The High-Precision Longines Ultra-Chron Will Outlast Us All
A year headlined by tragedy and uplifted by triumph, 1968 will forever bear the battle scars of progress. While the United States was busy pushing the boundaries of global and not-so-global travel, introducing the first 747 and orbiting the moon, down on Earth, a Swiss icon was forging its own unique path. Buried deep in its Saint-Imier workshop, heritage watchmaker Longines was putting the finishing touches on a groundbreaking new release, one that threatened to disrupt a category still floundering in its infancy.

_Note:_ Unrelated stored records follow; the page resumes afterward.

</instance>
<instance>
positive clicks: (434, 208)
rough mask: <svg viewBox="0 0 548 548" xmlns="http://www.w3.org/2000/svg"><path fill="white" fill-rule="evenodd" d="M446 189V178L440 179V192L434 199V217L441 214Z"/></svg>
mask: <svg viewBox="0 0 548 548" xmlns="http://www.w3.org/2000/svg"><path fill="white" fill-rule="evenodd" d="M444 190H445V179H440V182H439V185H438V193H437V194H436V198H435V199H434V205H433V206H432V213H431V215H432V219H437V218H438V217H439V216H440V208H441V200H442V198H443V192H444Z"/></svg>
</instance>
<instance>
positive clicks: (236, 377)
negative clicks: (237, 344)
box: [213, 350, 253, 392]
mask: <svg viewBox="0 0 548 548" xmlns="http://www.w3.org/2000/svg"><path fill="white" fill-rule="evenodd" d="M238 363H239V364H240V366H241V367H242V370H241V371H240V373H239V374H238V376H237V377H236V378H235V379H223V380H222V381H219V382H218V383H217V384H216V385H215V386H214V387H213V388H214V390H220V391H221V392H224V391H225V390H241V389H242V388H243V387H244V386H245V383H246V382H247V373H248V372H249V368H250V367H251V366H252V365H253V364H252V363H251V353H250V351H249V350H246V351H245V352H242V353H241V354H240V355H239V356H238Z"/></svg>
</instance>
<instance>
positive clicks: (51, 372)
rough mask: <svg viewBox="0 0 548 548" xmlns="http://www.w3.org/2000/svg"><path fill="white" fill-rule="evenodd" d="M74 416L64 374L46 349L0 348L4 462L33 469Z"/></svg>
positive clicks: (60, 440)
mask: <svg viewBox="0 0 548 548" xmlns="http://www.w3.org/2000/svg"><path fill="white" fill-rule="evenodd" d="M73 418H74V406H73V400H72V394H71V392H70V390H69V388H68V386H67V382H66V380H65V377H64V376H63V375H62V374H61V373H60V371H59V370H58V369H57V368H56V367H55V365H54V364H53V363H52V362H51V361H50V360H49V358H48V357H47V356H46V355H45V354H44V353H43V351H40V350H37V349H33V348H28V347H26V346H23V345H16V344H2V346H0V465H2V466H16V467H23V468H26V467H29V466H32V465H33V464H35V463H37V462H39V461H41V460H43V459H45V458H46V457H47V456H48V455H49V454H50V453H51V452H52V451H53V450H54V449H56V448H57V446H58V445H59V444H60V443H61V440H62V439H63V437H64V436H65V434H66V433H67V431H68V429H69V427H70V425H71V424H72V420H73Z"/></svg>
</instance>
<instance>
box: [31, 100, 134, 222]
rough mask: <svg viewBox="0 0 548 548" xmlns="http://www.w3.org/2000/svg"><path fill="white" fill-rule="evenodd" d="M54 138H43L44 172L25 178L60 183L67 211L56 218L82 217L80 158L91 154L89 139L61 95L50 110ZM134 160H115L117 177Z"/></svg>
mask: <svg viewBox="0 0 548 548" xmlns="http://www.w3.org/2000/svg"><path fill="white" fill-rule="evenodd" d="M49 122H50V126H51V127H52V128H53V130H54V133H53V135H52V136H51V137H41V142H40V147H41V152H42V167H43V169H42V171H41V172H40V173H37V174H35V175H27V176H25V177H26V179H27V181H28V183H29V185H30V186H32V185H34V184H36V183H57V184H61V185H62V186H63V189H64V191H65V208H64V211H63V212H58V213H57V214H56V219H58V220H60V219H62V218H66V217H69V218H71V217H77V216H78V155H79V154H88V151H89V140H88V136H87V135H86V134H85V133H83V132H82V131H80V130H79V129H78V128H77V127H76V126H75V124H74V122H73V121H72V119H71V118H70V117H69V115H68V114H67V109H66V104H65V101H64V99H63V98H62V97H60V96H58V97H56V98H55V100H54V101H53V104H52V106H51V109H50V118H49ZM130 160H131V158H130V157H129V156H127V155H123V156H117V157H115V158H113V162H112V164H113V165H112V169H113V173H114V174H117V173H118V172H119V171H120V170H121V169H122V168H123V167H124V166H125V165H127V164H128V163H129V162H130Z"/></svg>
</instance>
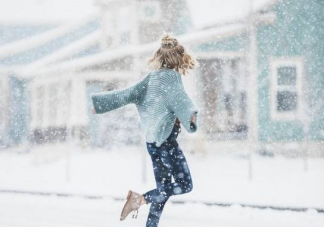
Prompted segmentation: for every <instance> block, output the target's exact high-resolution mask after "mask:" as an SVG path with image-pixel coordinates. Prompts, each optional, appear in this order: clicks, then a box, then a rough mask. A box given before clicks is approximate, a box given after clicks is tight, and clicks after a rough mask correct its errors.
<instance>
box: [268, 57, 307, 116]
mask: <svg viewBox="0 0 324 227" xmlns="http://www.w3.org/2000/svg"><path fill="white" fill-rule="evenodd" d="M279 67H295V68H296V73H297V75H296V85H295V89H294V91H296V92H297V97H298V98H297V109H296V110H295V111H289V112H280V111H278V110H277V94H278V91H280V90H283V91H287V90H289V86H284V85H283V86H279V85H278V82H277V80H278V68H279ZM303 78H304V61H303V58H301V57H295V58H272V59H270V118H271V120H274V121H294V120H300V119H301V117H302V110H303V107H304V102H303V89H302V87H303ZM279 87H283V88H279ZM285 87H286V89H285Z"/></svg>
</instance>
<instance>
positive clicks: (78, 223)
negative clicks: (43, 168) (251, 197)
mask: <svg viewBox="0 0 324 227" xmlns="http://www.w3.org/2000/svg"><path fill="white" fill-rule="evenodd" d="M123 204H124V202H123V201H115V200H112V199H99V200H96V199H94V200H89V199H82V198H64V197H56V196H49V197H48V196H30V195H17V194H0V226H1V227H76V226H78V227H116V226H123V227H131V226H132V227H143V226H145V222H146V217H147V214H148V208H149V207H148V206H145V205H144V206H143V207H141V209H140V211H139V215H138V219H132V218H131V216H129V217H128V218H127V219H126V220H125V221H124V222H120V221H119V217H120V211H121V209H122V206H123ZM160 226H161V227H164V226H169V227H171V226H177V227H198V226H199V227H215V226H222V227H260V226H262V227H283V226H284V227H322V226H324V215H322V214H318V213H316V212H314V211H309V212H292V211H274V210H259V209H253V208H242V207H240V206H237V205H234V206H231V207H215V206H210V207H209V206H205V205H199V204H186V205H176V204H171V203H168V204H167V205H166V207H165V210H164V213H163V214H162V218H161V222H160Z"/></svg>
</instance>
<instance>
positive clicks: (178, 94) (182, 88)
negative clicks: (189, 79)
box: [166, 75, 199, 133]
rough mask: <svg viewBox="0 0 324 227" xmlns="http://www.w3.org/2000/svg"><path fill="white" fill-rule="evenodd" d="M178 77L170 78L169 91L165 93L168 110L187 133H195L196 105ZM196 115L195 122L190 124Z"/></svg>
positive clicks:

A dive watch with the heart of a Chronometer, the original Longines Ultra-Chron was truly ahead of its time, and it paid the price.
“When Longines introduced the original Ultra-Chron in 1968, the watch community really wasn’t ready for it,” Sydney watchmaker Tyler Hailwood of Hailwood Peters Watches says. “It was the first dive watch to be fitted with a high-frequency movement, which was something that simply wasn’t done at the time.”
The product of meticulous progress, the Ultra-Chron took the lessons learned from Longines’ 1914 5Hz high-frequency stopwatch and subsequent 1957 professional high-beat and split-second chronograph to new depths. The 1968 model was water-resistant to 200 metres and adorned with a striking red minute hand to match its bold ethos.
A shock to traditionalists, the pioneering dive watch rejected the notion of complacency, however, only in the decades that have passed have watch-lovers begun to appreciate the Ultra-Chron’s genius.
Now, there’s a whole new reason to.
Inspired by that very timepiece that flung the high-frequency dive watch door open, Longines has revived the Ultra-Chron for the modern era. The new 43mm iteration perfectly toes the line between modern and vintage, with a familiar aesthetic masking an all-new high-frequency movement, but it’s far from a mere recreation. According to Hailwood, Longines has continued its legacy of innovation, equipping the 2022 Longines Ultra-Chron with a host of new features, designed to elevate the high-frequency parameters.
“High-frequency refers to how fast the watch runs – with mechanical watches, they have a balance wheel that bounces back and forth,” Hailwood says. “The latest Longines Ultra-Chron oscillates at 5Hz, which translates to 36,000 BPH, meaning it ticks 10 times per second. It’s so fast, you can’t actually see it with the naked eye, it’s imperceptible.”
That performance comes by way of the new calibre L836.6, a high-frequency in-house movement developed with accuracy in mind. Where the original guaranteed accuracy of one minute per month, the modern interpretation arrives with enhanced precision and greater resistance to shocks, scratches and pressure, but don’t just take Longines’ word for it. The new Longines Ultra-Chron has been chronometer-certified by a third-party independent testing organisation, TIMELAB, based in Geneva.
“They test the watch fully cased-up, so it’s not just the movement,” Hailwood explains. “They’re testing the watch with the dial on, with the hands on, in the case – so it’s getting tested in that factory as it is when it’s on your wrist.”
“The watch also has a 52-hour power reserve. It is an automatic watch so it’s self-winding, it will wind itself on your wrist, but if you do take it off, it will run for 52 hours, which is quite amazing for a high-beat watch.